NorCal DBDay 2018 - Posters

Posters

1. Build, run, and reproduce experiments with Flor by Rolando Garcia (UC Berkeley)

Abstract: Data scientists try many ideas quickly using development environments and toolchains with which they are familiar. The open and free creative process can be at odds with the formal and systematic practice of tracking experiments. As a result, it is easy for data scientists to neglect the necessary steps for ensuring experiment reproducibility, and compromise a sound scientific method. At the other extreme, an overly bureaucratic and mentally strenuous process can hamper innovation and hurt the creation of tomorrow’s ML applications. This poster will give an overview of Flor, a system we have been developing in the RISE Lab to help manage the machine learning lifecycle. We will discuss how Flor tracks, executes, and reproduces workflows, as well as ongoing efforts to integrate Flor with Jupyter and Git to improve the pipeline development experience and scientific process.

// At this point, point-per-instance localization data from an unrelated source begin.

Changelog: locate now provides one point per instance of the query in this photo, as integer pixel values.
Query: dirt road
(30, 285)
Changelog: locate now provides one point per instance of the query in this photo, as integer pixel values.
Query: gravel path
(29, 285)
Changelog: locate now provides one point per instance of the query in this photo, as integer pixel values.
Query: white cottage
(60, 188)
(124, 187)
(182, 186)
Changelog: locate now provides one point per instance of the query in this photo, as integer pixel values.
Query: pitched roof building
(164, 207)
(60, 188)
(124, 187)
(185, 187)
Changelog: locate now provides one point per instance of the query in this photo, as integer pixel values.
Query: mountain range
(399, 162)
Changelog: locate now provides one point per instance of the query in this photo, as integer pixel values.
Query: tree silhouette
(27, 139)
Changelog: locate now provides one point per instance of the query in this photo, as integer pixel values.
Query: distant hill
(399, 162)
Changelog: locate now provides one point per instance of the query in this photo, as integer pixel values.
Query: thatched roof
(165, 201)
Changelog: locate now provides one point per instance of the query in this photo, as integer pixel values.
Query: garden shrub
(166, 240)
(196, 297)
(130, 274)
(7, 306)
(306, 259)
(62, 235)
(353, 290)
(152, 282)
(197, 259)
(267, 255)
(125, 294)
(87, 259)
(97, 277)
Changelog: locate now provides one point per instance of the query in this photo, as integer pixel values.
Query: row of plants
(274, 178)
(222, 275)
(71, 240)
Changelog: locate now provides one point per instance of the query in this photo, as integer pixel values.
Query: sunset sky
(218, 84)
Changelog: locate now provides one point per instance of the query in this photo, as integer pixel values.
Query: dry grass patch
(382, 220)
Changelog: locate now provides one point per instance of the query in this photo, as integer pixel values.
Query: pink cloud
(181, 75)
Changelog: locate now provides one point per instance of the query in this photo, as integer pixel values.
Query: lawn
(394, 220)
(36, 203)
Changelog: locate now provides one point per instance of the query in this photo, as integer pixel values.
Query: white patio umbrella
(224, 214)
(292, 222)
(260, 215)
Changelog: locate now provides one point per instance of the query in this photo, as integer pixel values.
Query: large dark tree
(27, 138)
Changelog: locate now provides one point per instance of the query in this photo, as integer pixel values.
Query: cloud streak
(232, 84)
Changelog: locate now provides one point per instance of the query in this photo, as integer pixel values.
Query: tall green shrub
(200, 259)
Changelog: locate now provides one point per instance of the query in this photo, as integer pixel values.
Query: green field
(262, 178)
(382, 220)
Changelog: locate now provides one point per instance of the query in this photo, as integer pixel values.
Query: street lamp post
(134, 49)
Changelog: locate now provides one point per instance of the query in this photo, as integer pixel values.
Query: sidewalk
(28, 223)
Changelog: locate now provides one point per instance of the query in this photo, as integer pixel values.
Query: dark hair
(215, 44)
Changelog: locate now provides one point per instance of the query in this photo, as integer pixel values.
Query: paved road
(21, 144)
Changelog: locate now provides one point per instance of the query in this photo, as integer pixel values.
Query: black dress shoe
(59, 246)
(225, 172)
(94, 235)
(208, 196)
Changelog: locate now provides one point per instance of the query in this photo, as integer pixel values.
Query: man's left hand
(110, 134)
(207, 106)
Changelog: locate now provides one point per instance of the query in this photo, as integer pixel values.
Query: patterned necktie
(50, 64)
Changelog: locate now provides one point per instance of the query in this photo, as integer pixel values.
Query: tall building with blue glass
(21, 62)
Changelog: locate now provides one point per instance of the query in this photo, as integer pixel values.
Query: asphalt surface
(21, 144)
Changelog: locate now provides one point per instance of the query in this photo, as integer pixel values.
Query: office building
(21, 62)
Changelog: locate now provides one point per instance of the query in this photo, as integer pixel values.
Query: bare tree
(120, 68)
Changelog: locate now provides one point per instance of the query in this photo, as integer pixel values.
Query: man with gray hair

2. ExpoDB: An Exploratory Data Platform by Suyash Gupta, Domenic Cianfichi, Patrick Liao, Shreenath Iyer, Mohammad Sadoghi (UC Davis)

Abstract: ExpoDB is a distributed ledger that unifies secure transactional and real-time analytical processing, all centered around a democratic and decentralized computational model. The goals of ExpoDB are to facilitate design of new database principles, algorithms and architectures and to develop a variety of efficient transactional capabilities, storage architecture, and access methods. We envision ExpoDB to serve as a platform to foster "creativity".

3. L-Store: A Real-time OLTP and OLAP System by Mohammad Sadoghi (UC Davis)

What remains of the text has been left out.